Son mari part pour Marseille, au mois de juin 1772, avec un domestique ; il retourne peu de jours après, mais, hélas ! elle apprend bientôt qu’on instruit dans cette ville une procédure ; elle cherche à fixer ses incertitudes, à calmer ses alarmes ; elle s’adresse à sa sœur, mais le trouble qu’elle lit dans son âme, la vacillation de ses réponses ne servent qu’à ajouter à son agitation ; elle vole à Marseille avec cette même sœur ; si elle voit, si elle est convaincue qu’une pure galanterie forme la seule matière de la procédure, elle aperçoit que la prévention la plus outrée avait saisi tous les esprits, que le moment était peu propre à la dissiper ; elle eût voulu tenter d’arracher le voile de cette prévention, mais l’abattement de sa sœur énervait la force qu’elle croyait trouver dans les ressources de son imagination ; elle retourne ; la procédure est prise, ou, plutôt, son instruction est précipitée par quelque génie malfaisant qui craignait le retour du calme et de la réflexion, et bientôt un arrêt flétrissant apprend aux hommes alarmés que les hommes eux-mêmes sont industrieux à imaginer des crimes pour trouver des criminels ; l’humanité perdit ses droits ; l’examen et la modération furent bannis du sanctuaire de la justice ; l’illusion subjuga la réalité ; la vertu du juge, aigrie par le levain d’une fatale prévention, fut elle-même le germe de l’erreur, et la conscience, cet oracle divin lorsqu’elle est éclairée, séduisit pour le moment l’esprit du magistrat aveuglé.

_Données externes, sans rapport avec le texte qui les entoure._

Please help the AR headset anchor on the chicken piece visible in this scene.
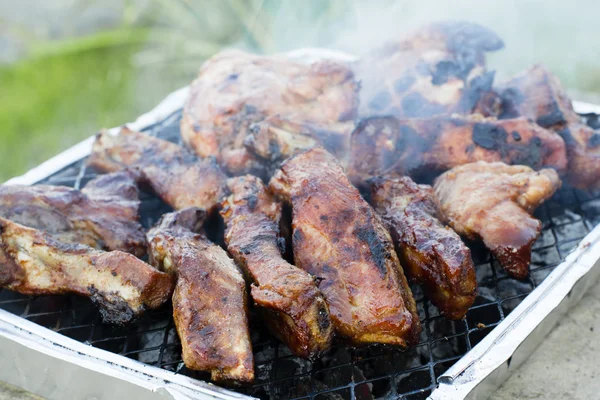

Si la suppliante eut à déplorer les égarements du cœur humain, elle se flatta de trouver dans la tendresse de ses parents une ressource dans ses infortunes… Elle s’adresse à la dame de Montreuil sa mère ; elle fait les derniers efforts pour percer jusqu’à son cœur, mais la tendresse ne parle plus en sa faveur ; sollicitée par son mari, c’est être complice de ses écarts. Ses écarts ! quel mot la suppliante a-t-elle prononcé ! La dame de Montreuil pouvait seule apprendre au public que son mari est plus malheureux que coupable ; elle croit cependant qu’elle doit elle-même le poursuivre ; il n’est pas jusqu’à la demoiselle de Launay qui ne se joigne pour exciter son ressentiment……

Le marquis de Sade était parti pour la Savoie ; il avait écrit à la dame de Montreuil, se flattant de trouver auprès d’elle une ressource contre l’injustice qui le poursuivait, mais, fatale lettre ! elle apprit à cette dame sa retraite, et bientôt, par le canal des ambassadeurs, elle surprend des ordres du roi de Sardaigne pour le faire arrêter. Mais ces ordres furent-ils obtenus sans le triomphe de la calomnie ? Et de quelles noires couleurs le marquis de Sade ne fut-il pas dépeint dans Paris, et surtout auprès de ces ambassadeurs ? Il serait trop humiliant pour la suppliante de les retracer.